Executive orders - Tom Clancy [512]
Then a telex machine started chattering. An Army Spec-5 walked over to it.
FLASH-traffic from State, from Ambassador Williams in India, he announced.
Let's see. Ryan walked over, too. It wasn't good news. Neither was the next one from Taipei.
THE PHYSICIANS WERE working four-hour shifts. For every young resident there was a senior staff member. They were largely doing nurses' work, and though they mainly were doing it well, they also knew that it wouldn't matter all that much.
It was Cathy's first time in a space suit. She'd operated on thirty or so AIDS patients for eye complications of their disease, but that hadn't been terribly difficult. You used regular gloves, and the only real worry was the number of hands allowed in the surgical field, and for ophthalmic surgery that wasn't nearly the problem it was for thoracic. You went a little slower, were a little more careful in your movements, but that was it, really. Not now. Now she was in a big, thick plastic bag, wearing a helmet whose clear faceplate often fogged from her breath, looking at patients who were going to die despite the attention of professor-rank physicians.
But they had to try anyway. She was looking down at the local Index Case, the Winnebago dealer whose wife was in the next room. There were two IVs running, one of fluids and electrolytes and morphine, the other of whole blood, both held rigidly in place so as not to damage the steel-vein interface. The only thing they could do was to support. It had once been thought that interferon might help, but that hadn't worked. Antibiotics didn't touch viral diseases, a fact which was not widely appreciated. There was nothing else, though a hundred people were now examining options in their labs. No one had ever taken the time with Ebola. CDC, the Army, and a few other labs across the world had done some work, but there hadn't been the effort devoted to other diseases that raged through civilized countries. In America and Europe research priority went to diseases that killed many, or which attracted a lot of political attention, because the allocation of government research money was a political act, and for private funding it tracked with what rich or prominent person had been unlucky. Myasthenia gravis had killed Aristotle Onassis, and the resultant funding, while not fast enough to help the shipping magnate, had made significant progress almost overnight-largely luck, Dr. Ryan knew, but true even so, and a blessing to other victims. The same principle extended to oncology, where the funding for breast cancer, which attacked roughly one woman in ten, far outstripped research in prostate cancer, which afflicted roughly half of the male population. A huge amount went into childhood cancers, which were statistically quite rare-only twelve cases a year per hundred thousand kids-but what was more valuable than a child? Nobody objected to that; certainly she did not. It came down to minuscule funding for Ebola and other tropical diseases because they didn't have a high profile in the countries which spent the money. That would change now, but not soon enough for the patients filling up the hospital.

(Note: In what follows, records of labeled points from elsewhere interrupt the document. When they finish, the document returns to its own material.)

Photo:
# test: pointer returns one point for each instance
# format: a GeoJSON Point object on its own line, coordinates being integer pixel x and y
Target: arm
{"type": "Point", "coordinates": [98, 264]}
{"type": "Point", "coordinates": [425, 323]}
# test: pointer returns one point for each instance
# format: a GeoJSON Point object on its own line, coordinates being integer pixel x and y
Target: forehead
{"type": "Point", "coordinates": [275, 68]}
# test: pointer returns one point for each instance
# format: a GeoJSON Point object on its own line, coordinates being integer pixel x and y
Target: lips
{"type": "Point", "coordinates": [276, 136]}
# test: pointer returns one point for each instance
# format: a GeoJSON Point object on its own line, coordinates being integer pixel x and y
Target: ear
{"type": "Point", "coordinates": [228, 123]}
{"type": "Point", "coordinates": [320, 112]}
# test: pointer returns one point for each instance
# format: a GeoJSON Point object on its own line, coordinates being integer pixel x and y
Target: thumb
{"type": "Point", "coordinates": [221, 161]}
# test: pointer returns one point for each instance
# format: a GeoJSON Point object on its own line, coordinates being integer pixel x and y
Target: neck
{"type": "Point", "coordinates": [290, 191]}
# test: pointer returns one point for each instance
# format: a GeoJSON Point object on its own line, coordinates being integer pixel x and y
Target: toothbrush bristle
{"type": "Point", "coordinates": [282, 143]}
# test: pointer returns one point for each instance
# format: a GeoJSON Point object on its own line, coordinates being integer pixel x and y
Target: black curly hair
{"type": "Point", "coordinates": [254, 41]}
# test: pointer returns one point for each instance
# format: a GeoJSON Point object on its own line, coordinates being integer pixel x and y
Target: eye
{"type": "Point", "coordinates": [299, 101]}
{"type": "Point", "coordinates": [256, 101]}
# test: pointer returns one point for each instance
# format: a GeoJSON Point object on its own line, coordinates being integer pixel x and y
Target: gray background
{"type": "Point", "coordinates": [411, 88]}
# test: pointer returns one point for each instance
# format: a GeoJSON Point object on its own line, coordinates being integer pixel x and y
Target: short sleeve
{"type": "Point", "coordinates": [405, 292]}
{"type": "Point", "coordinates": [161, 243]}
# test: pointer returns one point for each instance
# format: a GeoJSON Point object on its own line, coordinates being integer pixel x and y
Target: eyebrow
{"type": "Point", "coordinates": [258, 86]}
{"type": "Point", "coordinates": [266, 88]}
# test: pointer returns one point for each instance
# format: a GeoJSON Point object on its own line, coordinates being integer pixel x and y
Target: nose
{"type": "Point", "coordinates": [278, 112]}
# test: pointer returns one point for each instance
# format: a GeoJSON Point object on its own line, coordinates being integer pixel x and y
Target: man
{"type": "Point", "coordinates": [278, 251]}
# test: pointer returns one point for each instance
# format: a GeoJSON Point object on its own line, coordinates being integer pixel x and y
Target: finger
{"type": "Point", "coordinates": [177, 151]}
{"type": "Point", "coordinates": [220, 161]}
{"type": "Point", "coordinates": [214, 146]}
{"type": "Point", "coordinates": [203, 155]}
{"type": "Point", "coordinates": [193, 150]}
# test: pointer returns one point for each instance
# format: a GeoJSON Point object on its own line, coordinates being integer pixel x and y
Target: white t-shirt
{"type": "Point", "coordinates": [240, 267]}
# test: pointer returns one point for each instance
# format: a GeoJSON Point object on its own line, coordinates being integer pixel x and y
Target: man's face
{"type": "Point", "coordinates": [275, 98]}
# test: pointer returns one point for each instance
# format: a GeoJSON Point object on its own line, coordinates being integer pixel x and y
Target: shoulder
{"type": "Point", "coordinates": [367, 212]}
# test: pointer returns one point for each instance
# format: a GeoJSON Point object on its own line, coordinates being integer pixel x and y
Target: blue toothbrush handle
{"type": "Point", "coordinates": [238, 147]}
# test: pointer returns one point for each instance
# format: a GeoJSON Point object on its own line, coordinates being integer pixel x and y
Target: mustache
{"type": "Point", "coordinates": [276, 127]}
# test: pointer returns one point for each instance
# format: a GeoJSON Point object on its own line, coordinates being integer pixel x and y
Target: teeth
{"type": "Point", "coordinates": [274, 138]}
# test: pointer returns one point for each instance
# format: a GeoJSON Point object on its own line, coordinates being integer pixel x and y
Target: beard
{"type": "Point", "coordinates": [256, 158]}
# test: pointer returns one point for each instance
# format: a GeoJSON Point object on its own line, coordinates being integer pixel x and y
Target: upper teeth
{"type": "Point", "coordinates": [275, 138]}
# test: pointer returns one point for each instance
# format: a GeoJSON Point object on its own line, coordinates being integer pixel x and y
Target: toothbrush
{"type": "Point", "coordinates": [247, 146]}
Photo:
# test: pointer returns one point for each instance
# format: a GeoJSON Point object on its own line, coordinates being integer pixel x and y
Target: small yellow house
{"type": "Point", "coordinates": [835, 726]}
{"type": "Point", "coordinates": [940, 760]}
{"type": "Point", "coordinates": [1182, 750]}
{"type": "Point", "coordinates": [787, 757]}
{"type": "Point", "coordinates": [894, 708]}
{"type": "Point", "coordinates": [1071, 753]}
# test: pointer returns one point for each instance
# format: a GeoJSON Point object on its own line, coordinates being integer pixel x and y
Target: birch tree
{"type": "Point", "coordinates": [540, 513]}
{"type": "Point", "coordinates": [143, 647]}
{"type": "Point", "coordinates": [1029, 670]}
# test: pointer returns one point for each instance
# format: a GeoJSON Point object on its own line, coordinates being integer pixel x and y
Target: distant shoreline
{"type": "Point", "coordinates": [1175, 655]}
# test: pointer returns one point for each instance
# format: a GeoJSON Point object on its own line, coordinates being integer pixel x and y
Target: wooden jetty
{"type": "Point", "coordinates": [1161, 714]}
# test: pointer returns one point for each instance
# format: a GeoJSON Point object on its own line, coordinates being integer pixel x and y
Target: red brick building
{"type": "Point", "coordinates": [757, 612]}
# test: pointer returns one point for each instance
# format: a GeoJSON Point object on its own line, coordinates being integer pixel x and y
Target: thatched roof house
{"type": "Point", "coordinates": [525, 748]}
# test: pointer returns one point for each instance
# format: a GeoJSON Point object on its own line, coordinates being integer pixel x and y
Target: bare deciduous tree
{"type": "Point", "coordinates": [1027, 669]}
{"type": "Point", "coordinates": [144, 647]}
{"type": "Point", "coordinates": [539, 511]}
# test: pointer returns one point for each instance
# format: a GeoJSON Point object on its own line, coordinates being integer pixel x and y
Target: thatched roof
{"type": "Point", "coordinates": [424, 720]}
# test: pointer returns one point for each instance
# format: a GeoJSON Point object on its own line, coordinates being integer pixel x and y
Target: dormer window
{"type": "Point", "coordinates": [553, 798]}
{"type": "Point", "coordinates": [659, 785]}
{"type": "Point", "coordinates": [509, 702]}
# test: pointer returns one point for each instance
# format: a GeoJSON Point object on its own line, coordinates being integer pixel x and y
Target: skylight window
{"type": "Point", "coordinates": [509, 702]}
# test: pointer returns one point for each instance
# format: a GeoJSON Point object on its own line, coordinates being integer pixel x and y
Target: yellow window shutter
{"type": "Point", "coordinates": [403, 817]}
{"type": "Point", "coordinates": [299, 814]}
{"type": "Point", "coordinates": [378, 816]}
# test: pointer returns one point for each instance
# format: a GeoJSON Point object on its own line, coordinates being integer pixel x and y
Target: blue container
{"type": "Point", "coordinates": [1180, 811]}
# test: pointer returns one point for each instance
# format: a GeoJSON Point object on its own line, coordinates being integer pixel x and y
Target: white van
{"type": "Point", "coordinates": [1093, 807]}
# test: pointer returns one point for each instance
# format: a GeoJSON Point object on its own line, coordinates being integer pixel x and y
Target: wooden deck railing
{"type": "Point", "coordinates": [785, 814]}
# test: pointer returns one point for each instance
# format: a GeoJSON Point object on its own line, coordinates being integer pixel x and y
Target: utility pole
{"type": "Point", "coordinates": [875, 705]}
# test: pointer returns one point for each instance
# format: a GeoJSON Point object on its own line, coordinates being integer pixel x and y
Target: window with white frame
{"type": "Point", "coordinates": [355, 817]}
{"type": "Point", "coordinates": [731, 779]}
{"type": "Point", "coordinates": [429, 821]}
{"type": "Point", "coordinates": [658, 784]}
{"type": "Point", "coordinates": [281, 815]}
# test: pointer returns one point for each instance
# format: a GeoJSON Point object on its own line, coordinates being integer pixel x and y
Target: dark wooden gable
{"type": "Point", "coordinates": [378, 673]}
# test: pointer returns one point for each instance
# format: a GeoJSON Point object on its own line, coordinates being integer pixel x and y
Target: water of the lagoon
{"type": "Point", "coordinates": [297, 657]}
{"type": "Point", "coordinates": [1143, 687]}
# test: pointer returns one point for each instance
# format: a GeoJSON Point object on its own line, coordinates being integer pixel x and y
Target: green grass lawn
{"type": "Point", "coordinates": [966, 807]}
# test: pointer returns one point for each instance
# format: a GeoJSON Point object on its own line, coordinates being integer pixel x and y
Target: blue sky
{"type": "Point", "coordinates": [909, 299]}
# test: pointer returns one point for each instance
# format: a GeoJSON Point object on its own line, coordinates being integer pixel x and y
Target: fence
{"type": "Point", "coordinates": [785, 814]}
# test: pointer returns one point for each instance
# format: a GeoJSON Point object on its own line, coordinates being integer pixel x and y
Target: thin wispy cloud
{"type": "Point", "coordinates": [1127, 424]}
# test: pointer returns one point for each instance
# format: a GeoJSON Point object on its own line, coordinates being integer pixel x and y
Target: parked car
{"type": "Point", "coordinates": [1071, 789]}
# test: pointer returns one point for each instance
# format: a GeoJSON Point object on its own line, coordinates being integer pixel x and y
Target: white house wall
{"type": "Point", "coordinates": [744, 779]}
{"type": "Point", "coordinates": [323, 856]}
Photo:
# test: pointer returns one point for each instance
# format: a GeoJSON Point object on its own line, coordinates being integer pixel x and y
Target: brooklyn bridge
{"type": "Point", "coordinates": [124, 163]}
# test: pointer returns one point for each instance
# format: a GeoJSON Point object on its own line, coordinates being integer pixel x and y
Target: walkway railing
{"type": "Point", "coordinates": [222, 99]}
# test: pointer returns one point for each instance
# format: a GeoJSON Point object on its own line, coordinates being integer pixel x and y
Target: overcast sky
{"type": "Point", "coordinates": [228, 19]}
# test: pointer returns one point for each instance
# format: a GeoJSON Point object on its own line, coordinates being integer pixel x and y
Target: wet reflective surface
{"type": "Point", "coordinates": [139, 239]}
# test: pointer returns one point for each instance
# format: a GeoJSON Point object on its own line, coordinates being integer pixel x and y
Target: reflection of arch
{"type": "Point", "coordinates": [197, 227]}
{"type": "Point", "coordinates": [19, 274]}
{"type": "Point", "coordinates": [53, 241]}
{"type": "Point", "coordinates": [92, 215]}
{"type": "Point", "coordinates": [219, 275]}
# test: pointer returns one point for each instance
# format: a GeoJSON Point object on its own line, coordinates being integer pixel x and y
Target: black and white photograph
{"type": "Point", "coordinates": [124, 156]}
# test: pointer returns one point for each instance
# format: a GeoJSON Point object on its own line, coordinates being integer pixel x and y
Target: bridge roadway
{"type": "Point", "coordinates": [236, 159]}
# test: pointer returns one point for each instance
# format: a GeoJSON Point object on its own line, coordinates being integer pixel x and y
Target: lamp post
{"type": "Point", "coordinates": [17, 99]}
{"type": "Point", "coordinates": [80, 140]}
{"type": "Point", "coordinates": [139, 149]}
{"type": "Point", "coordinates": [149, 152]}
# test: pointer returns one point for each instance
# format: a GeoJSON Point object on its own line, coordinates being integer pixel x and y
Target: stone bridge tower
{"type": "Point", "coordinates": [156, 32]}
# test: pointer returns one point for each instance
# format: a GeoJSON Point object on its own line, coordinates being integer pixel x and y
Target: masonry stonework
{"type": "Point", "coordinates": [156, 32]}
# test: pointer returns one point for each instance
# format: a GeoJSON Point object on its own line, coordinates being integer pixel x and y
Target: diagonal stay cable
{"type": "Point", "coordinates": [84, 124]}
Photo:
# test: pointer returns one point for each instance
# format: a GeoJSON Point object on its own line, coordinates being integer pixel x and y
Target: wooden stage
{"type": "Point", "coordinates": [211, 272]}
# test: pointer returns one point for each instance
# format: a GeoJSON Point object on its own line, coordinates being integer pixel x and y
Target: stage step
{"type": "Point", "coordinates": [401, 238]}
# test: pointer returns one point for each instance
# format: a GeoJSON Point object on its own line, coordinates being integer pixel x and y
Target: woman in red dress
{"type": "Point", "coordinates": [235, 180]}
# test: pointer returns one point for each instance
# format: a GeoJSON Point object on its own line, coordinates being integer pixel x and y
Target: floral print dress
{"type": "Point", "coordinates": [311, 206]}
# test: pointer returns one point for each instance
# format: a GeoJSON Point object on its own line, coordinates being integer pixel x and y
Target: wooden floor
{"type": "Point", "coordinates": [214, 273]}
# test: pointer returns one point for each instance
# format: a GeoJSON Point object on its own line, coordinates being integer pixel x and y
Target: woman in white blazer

The patient started gagging and turned to his right. Cathy grabbed the plastic trash can-emesis trays were too small and tended to spill-and held it for him. Bile and blood, she saw. Black blood. Dead blood. Blood full of the little crystalline bricks of Ebola virus. When he was done, she gave him a water container, the sort with a straw that gave a little bit of water from a squeeze. Just enough to wet his mouth.
Thanks, the patient groaned. His skin was pale except in the places where it was blotched from subcutaneous bleeding. Petechiae. Must be Latin, Cathy thought. A dead language's word to designate the sign of approaching death. He looked at her, and he knew.